Uncle Scarecrow - a Forsaken in Pandaria

The soft ripple of water lapped against the worn wood of the pier. The early evening Pandarian mist clung low to the surface, blurring the world into shades of silver and gray. Church sat at the end of the dock, still and silent, a silhouette of black and violet robes draped around a frame that had once marched through a thousand battlefields.

The fishing pole in his skeletal hand quivered slightly, the line vanishing into the still water. He didn’t expect to catch anything. It wasn’t really about that.

It never was.

The faint clink of his armor—worn, dented, and long since stripped of any heraldry—broke the silence as he shifted slightly. The air smelled of damp earth and lotus blossoms, and somewhere behind him, he could hear the faint laughter of children.

“Uncle Scarecrow!” one of them had called him earlier that day. The name had stuck months ago - born of fear, softened into affection. He’d taken to wearing the wide-brimmed hat and facial wraps to shield their eyes from the horror of what lay beneath.

He tugged at the brim, watching a small dragonfly skim over the surface of the water.

“Peace,” he muttered, the word strange on his tongue. Even the whispers of the void, ever-present at the edges of his mind, seemed to be silent out of respect for this moment.

He remembered Pandaria before—all color and calm and quiet wisdom. He’d come here as an emissary once, to build trust for the Forsaken and the Horde. Haohan Mudclaw had met him with wary eyes and cautious words. Nana, with stubborn kindness. He had eventually won favor with their Emperor, and with the people themselves. He felt a form of kinship with the Pandaren, with their teachings of self-empowerment. A similar philosophy of his Cult of Shadows.

And slowly, against all reason, this land had softened him. He had learned to plant. To fish.
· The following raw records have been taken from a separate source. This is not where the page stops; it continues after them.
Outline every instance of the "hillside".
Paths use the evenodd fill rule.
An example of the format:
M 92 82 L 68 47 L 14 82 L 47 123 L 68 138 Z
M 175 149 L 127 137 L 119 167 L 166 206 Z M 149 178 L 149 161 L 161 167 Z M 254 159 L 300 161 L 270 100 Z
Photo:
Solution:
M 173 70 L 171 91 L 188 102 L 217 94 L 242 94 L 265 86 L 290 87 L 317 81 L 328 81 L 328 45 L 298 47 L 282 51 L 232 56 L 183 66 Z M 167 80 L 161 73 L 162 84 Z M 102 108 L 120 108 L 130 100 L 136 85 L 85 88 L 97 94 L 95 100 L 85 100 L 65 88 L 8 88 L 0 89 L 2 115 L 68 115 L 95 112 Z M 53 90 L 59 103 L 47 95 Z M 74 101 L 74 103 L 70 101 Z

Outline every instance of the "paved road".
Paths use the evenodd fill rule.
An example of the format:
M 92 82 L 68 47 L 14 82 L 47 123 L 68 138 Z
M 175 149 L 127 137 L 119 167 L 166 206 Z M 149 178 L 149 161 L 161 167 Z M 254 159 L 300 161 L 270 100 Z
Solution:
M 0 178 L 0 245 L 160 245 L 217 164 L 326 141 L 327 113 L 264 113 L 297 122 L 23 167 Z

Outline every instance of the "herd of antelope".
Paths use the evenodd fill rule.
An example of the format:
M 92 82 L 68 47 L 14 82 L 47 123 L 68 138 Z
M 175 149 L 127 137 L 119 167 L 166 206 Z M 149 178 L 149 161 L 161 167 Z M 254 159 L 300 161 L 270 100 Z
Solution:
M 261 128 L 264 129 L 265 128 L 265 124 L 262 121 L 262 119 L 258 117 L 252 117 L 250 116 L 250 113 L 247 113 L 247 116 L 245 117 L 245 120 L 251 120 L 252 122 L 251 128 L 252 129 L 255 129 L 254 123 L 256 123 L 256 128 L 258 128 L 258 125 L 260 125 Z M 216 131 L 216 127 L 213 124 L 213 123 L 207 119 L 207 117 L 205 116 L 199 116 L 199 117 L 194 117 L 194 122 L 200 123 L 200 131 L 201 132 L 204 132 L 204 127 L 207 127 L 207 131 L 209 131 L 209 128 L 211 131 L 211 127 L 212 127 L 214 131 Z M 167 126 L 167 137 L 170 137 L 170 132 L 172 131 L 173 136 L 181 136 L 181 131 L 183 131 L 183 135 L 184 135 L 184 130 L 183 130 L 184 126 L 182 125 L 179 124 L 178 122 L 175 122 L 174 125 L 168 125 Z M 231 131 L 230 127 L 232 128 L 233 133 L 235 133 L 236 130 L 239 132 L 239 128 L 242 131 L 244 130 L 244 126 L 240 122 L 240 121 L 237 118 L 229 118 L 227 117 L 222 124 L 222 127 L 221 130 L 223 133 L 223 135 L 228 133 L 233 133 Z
To breathe again, though his lungs no longer worked.

Now, it was all he had left.

A soft breeze stirred the water, and for an instant, the reflection staring back at him wasn’t his own. Silver hair. Crimson eyes. Pale, purple skin.

Sylvanas.

He blinked, and the image dissolved.

He could still remember her last glance. No words, no grand gesture. Just that look - a recognition between two weary souls bound by blood and ash before she disappeared into the Maw. He had followed her into damnation itself. Into madness. And yet, when she faced judgment, she had gone alone.

“Perhaps… that’s what I deserved.” he whispered into the mist.

The fishing pole trembled. A bite. He reeled it in slowly, carefully - pulling from the depths a small, glimmering carp. Its scales caught the faint light, a shimmer of gold and pink. Life, simple and unbroken.

He studied it for a moment before gently releasing it back into the water.

Footsteps approached on the soft dirt behind him. Haohan’s familiar rumble of a voice broke through the quiet before he sat down next to him on the dock.
“Evenin’. Nana says dinner’s ready. She made those dumplings you like.”

Church didn’t turn. It was a months-long joke that Haohan never seemed to tire of. “She knows I can’t eat.”

“Yeah,” Haohan chuckled. “But she says it’s rude not to sit at the table anyway.”

“She’s far too kind to a thing like me.” He turned. “And you for letting me close to your family.”

He waved off the comment. “She’s kind to everyone.” Haohan said, staring out into the water. “That’s her way. Besides, you’ve more than earned a seat at our table.”

A long silence passed as the two old warriors sat on the pier. Church felt guilt - sitting by the water with a friend, while Sylvanas faced untold horrors in the Maw. He did not make her decisions, but he was guilty of the same crimes.

And the Forsaken. He abandoned them after Sylvanas jumped. He couldn’t stay. He could barely look at the “new” Forsaken, risen by Sylvanas. And he certainly didn’t like what he was hearing about a Menethil taking charge.

Haohan nodded and stood up. “Don’t wallow. It’s clear that something terrible happened, but don’t let it consume you.” Before he vanished into the fog, he called over his shoulder, “You keep starin’ into that lake too long, you’ll start seein’ ghosts.”

Church looked back at the still water. The reflection there was only his own this time.

“I already do,” he murmured.

After some time, he turned and walked up the dirt path toward the Mudclaw farm, the faint glow of lanterns cutting through the mist. The laughter of children met him halfway, warm and real and impossibly alive.

And for the first time in a very long while, the shadow priest allowed himself to feel something close to peace.

Though deep in his hollow chest, the ache of her absence never truly faded.

Not even in Pandaria.
Not even beneath the hat of Uncle Scarecrow.